As a member of the MIT Ski Team, I frequently look at the upcoming forecasts, hoping for more snow. Unfortunately, the unseasonably warm weather lately has made training very difficult. This is a chart of yearly snowfall at the team’s home mountain, Ragged Mountain, from opensnow.com. It shows for each season from 2010-11 until now, what percentage of average snowfall the mountain has had. The chart uses circles of different heights to correspond to that’s years percentage, and it also includes different colors of the circles to go along with that. Seasons of low snowfall have orange circles, while seasons with more snowfall have bluer circles.
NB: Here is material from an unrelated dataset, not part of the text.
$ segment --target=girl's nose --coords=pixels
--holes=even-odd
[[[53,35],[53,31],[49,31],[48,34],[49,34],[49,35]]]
The audience of this chart is people like me, who ski at Ragged often. Since I’ve been skiing at Ragged for a few years now, I know how much snow they had last year and the year before. So when I look at the chart and see that this year has a much lower mark than the previous couple of years, I have a good sense of how much snow to expect. I believe that that’s the goal of the presentation. It shows skiers the trend in snowfall, in a way that’s easy to compare from year to year.
I think that this presentation is effective because I can easily see that this season I should expect less snow than in recent years, which lines up with what the weather has been like lately. However, one detail I wish this chart included is the actual number of inches, rather than only a percentage. Even just an indication of how many inches “Average” is would be a helpful specification.